The Buckeye Institute filed a brief in an appeal to the Ohio Supreme Court after two courts denied a citizen’s attempt to gain access to a traditional mail and email list a small township used to send newsletters.
Christopher Hicks says it’s the General Assembly’s responsibility, not the court’s, to determine what is not part of public records.
“Increasingly, Ohio courts have relied on the judge-made administrative convenience doctrine to shield government records from the public,” said David C. Tryon, director of litigation at The Buckeye Institute. “However, it is not the courts’ job to invent legal doctrines to avoid the fact that the General Assembly has not addressed a particular privacy issue.”
In his motion to the Ohio Supreme Court to hear the appeal, Hicks said the case is of public and great general interest, saying if the rulings from the court of claims and the 12th Appellate District stand, the public’s ability to monitor government will be prohibited.
Hicks believes some citizens of Union Township are being excluded from the newsletters.
“A dangerous precedent in a time of curation, targeting and shadow banning with the benefit of technology.

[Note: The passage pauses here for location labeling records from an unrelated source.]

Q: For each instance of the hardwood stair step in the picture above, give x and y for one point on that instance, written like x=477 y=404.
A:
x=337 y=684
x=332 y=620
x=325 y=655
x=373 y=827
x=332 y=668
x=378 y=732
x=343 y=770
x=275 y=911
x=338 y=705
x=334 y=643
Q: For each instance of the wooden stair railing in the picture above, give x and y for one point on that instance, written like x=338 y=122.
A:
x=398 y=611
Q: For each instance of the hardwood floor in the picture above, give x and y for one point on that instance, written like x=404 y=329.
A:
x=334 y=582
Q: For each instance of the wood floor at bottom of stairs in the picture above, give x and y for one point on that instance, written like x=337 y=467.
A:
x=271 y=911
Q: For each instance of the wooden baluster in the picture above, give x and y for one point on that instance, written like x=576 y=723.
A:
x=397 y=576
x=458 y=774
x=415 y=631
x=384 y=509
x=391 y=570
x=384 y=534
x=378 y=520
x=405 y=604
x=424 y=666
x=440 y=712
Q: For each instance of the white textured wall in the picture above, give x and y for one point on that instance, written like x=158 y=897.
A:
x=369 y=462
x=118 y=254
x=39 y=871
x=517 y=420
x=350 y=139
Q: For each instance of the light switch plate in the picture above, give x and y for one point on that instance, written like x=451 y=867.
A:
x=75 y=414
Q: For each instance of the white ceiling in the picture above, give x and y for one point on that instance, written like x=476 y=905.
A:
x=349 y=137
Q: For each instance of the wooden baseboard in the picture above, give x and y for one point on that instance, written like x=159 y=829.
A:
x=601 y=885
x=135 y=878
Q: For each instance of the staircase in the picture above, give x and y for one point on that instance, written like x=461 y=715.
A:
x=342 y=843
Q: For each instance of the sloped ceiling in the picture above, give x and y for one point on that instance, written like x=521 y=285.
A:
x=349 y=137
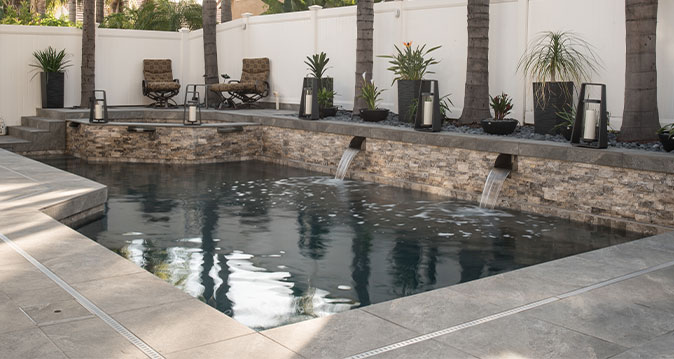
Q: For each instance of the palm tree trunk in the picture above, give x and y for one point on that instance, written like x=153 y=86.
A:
x=208 y=13
x=88 y=53
x=640 y=112
x=364 y=32
x=72 y=11
x=476 y=97
x=226 y=11
x=100 y=6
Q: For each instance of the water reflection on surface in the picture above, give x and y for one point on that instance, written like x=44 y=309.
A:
x=271 y=245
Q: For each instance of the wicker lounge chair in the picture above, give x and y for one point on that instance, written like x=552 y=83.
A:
x=158 y=83
x=252 y=86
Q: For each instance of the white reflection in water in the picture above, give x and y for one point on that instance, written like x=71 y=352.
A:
x=264 y=299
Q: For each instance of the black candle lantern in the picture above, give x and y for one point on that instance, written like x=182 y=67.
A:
x=192 y=108
x=309 y=99
x=98 y=107
x=428 y=117
x=590 y=129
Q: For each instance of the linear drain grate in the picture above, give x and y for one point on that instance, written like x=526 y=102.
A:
x=91 y=307
x=421 y=338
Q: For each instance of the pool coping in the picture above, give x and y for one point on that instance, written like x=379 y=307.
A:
x=30 y=219
x=612 y=157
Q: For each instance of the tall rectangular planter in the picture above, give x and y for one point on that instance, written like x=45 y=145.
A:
x=52 y=84
x=559 y=98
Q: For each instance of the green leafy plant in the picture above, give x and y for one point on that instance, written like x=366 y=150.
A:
x=325 y=97
x=502 y=105
x=568 y=118
x=50 y=60
x=159 y=15
x=370 y=93
x=667 y=129
x=558 y=56
x=410 y=64
x=318 y=64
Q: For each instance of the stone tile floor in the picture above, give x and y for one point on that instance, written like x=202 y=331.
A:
x=616 y=302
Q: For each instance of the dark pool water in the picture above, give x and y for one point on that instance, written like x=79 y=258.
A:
x=271 y=245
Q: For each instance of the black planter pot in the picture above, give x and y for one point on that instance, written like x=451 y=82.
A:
x=373 y=115
x=499 y=127
x=52 y=84
x=558 y=97
x=667 y=142
x=327 y=112
x=408 y=93
x=325 y=82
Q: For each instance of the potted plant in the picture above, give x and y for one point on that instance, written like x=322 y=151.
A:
x=409 y=67
x=325 y=106
x=666 y=136
x=565 y=127
x=500 y=125
x=317 y=66
x=370 y=93
x=52 y=63
x=555 y=61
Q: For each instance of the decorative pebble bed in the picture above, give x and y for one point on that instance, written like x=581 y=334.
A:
x=524 y=132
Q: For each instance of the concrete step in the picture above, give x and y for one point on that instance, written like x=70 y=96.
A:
x=39 y=139
x=49 y=124
x=11 y=143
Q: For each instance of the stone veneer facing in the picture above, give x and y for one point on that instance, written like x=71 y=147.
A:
x=620 y=198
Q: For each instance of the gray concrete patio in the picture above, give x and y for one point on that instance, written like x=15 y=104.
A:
x=77 y=299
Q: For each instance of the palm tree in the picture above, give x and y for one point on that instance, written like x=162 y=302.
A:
x=88 y=53
x=210 y=49
x=225 y=11
x=100 y=6
x=640 y=112
x=364 y=31
x=476 y=98
x=72 y=11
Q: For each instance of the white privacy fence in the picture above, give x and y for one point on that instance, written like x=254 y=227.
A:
x=288 y=38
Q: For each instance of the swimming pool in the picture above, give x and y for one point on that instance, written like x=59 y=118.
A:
x=271 y=245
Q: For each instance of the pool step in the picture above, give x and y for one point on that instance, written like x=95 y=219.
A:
x=37 y=134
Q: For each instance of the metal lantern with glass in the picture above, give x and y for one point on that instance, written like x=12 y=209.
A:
x=192 y=110
x=309 y=99
x=590 y=128
x=428 y=116
x=98 y=107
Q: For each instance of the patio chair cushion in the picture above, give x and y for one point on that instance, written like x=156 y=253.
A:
x=162 y=86
x=157 y=70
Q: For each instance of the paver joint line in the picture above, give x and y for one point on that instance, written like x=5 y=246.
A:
x=86 y=303
x=489 y=318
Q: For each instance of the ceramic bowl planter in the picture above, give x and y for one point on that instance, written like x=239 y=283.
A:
x=667 y=141
x=373 y=115
x=328 y=111
x=499 y=127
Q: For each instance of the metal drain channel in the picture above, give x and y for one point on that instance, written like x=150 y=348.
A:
x=421 y=338
x=91 y=307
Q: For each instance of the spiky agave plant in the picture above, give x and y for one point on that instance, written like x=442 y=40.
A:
x=558 y=56
x=317 y=64
x=50 y=60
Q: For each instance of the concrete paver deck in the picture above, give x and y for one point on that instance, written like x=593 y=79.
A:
x=613 y=302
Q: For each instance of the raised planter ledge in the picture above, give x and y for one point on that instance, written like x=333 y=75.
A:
x=612 y=157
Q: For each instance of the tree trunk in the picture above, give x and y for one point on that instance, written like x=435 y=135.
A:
x=72 y=11
x=100 y=7
x=476 y=97
x=364 y=35
x=640 y=112
x=225 y=11
x=88 y=53
x=208 y=13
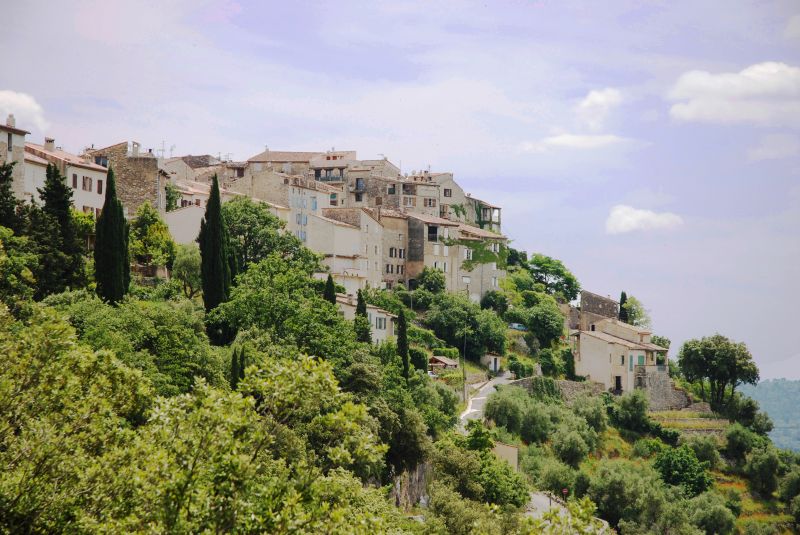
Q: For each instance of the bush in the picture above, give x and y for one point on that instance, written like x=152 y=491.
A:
x=569 y=446
x=710 y=514
x=630 y=412
x=739 y=442
x=762 y=470
x=706 y=448
x=680 y=467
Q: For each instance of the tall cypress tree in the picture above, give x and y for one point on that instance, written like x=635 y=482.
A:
x=402 y=342
x=215 y=265
x=111 y=260
x=57 y=202
x=330 y=290
x=361 y=321
x=623 y=312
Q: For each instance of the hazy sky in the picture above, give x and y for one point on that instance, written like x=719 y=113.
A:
x=654 y=147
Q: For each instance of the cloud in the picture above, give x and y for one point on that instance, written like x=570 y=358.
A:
x=774 y=147
x=24 y=107
x=624 y=218
x=764 y=94
x=792 y=30
x=575 y=141
x=595 y=107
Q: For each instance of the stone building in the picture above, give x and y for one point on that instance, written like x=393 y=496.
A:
x=137 y=174
x=86 y=178
x=12 y=149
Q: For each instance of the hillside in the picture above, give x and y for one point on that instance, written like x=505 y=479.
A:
x=780 y=399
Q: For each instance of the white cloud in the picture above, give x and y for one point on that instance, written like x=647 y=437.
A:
x=595 y=107
x=624 y=218
x=574 y=141
x=792 y=30
x=774 y=147
x=764 y=94
x=24 y=107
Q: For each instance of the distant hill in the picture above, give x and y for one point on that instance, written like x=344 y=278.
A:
x=780 y=398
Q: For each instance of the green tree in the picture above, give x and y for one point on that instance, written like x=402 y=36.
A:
x=330 y=290
x=8 y=203
x=186 y=269
x=150 y=241
x=680 y=467
x=57 y=202
x=215 y=267
x=432 y=279
x=172 y=195
x=402 y=342
x=555 y=277
x=721 y=363
x=111 y=259
x=361 y=322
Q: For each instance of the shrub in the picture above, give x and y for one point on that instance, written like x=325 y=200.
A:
x=762 y=470
x=569 y=446
x=710 y=514
x=680 y=467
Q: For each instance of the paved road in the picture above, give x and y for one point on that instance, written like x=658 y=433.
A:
x=477 y=402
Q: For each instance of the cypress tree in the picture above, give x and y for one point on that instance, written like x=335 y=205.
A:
x=111 y=261
x=361 y=322
x=330 y=290
x=623 y=312
x=215 y=265
x=402 y=342
x=235 y=370
x=57 y=202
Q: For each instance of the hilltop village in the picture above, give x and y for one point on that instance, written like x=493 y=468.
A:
x=309 y=342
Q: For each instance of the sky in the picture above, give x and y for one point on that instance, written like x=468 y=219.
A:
x=654 y=147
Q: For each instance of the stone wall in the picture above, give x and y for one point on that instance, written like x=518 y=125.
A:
x=137 y=177
x=597 y=304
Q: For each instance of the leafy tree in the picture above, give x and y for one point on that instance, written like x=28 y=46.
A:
x=18 y=263
x=361 y=322
x=762 y=470
x=57 y=203
x=402 y=343
x=111 y=259
x=255 y=233
x=680 y=467
x=636 y=313
x=720 y=362
x=432 y=280
x=150 y=241
x=215 y=267
x=186 y=269
x=555 y=277
x=8 y=203
x=496 y=301
x=172 y=195
x=623 y=311
x=330 y=290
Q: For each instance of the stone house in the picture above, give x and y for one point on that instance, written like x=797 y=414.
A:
x=86 y=178
x=382 y=322
x=12 y=149
x=136 y=173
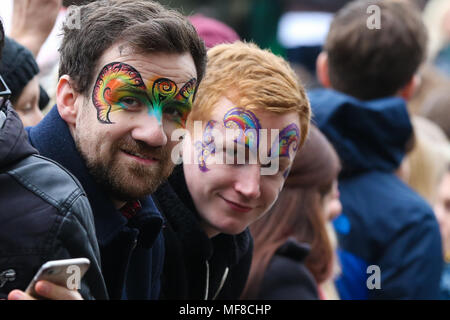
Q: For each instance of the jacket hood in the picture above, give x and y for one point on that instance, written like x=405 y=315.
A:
x=367 y=135
x=14 y=145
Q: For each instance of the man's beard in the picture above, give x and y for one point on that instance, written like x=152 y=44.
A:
x=131 y=182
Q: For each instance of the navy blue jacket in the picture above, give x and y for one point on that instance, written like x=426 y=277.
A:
x=132 y=251
x=384 y=222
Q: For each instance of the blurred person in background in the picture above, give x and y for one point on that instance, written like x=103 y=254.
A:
x=213 y=31
x=437 y=108
x=428 y=160
x=20 y=71
x=293 y=254
x=434 y=73
x=301 y=31
x=45 y=214
x=385 y=225
x=442 y=210
x=437 y=20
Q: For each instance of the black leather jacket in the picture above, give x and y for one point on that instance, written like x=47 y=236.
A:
x=44 y=215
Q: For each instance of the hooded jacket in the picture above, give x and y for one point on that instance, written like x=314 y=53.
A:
x=44 y=214
x=390 y=245
x=196 y=267
x=132 y=251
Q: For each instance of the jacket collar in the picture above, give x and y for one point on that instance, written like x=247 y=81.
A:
x=53 y=139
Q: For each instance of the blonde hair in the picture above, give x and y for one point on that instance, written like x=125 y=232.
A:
x=429 y=159
x=254 y=79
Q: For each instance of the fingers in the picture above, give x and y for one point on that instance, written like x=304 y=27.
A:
x=19 y=295
x=54 y=292
x=47 y=290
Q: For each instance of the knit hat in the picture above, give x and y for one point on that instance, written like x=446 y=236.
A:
x=18 y=67
x=212 y=31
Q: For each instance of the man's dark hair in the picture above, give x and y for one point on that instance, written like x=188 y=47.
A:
x=2 y=38
x=146 y=26
x=374 y=63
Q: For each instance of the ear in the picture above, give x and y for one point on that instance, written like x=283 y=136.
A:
x=66 y=97
x=322 y=69
x=407 y=92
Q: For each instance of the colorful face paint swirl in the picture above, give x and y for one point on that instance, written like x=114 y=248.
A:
x=107 y=89
x=206 y=147
x=247 y=123
x=119 y=82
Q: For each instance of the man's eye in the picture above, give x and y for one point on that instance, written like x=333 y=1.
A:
x=173 y=111
x=267 y=165
x=129 y=102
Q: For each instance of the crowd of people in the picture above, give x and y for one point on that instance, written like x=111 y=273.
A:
x=187 y=163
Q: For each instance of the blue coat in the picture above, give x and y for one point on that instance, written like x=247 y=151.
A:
x=384 y=222
x=132 y=251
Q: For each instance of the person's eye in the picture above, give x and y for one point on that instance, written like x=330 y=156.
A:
x=130 y=103
x=173 y=111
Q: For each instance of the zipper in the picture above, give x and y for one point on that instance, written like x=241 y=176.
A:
x=7 y=275
x=222 y=282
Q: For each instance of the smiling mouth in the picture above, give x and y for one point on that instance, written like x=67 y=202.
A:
x=237 y=206
x=141 y=157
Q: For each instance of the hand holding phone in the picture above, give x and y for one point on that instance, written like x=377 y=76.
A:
x=65 y=273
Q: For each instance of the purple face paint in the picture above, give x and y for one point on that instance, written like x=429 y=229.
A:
x=206 y=147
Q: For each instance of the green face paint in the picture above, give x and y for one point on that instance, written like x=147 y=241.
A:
x=120 y=87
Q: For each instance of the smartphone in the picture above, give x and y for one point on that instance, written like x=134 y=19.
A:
x=65 y=273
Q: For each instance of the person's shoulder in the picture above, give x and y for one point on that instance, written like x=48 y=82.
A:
x=48 y=180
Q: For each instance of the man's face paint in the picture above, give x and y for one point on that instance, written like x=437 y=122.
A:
x=120 y=87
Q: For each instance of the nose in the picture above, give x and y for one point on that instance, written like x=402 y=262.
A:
x=248 y=181
x=150 y=131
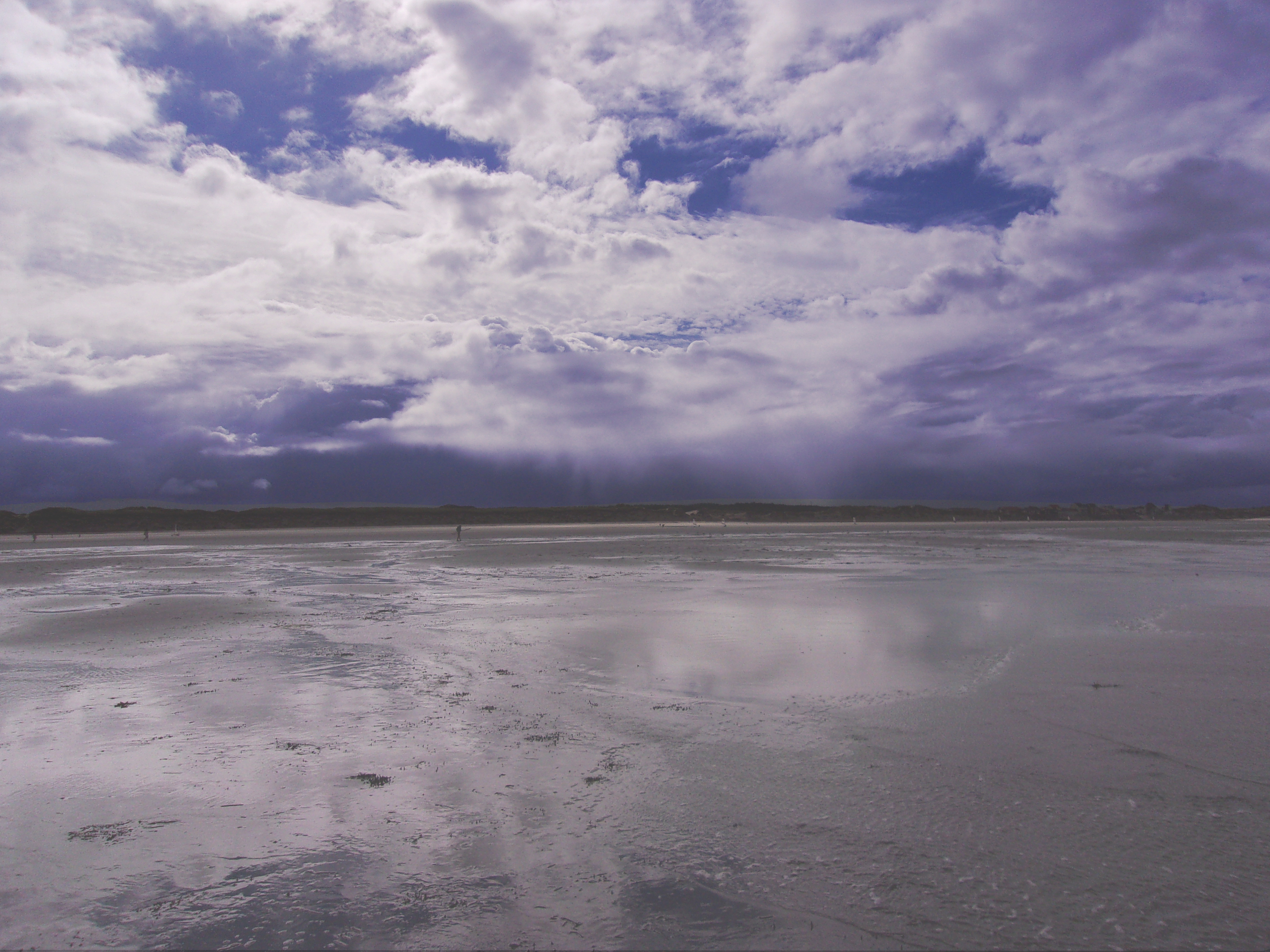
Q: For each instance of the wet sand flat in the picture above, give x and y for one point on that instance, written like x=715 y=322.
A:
x=768 y=737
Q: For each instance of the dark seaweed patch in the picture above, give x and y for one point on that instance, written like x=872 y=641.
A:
x=371 y=780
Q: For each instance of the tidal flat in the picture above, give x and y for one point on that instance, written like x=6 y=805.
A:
x=764 y=737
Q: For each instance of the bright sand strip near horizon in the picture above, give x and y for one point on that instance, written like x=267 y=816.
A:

A precedent that undermines not only the Public Records Act, but of the right of access to government under the 1st Amendment of the United States Constitution, and the ability of citizens to respond to government messages designed to support government and the elected officials determining which messages to send and to whom,” Hicks wrote in the motion.
The Buckeye Institute, in its amicus brief, said government must take a broad view of public records.
“Absent a legislative change, governments must produce records that meet the text of the public records law, as it is liberally construed,” the brief said.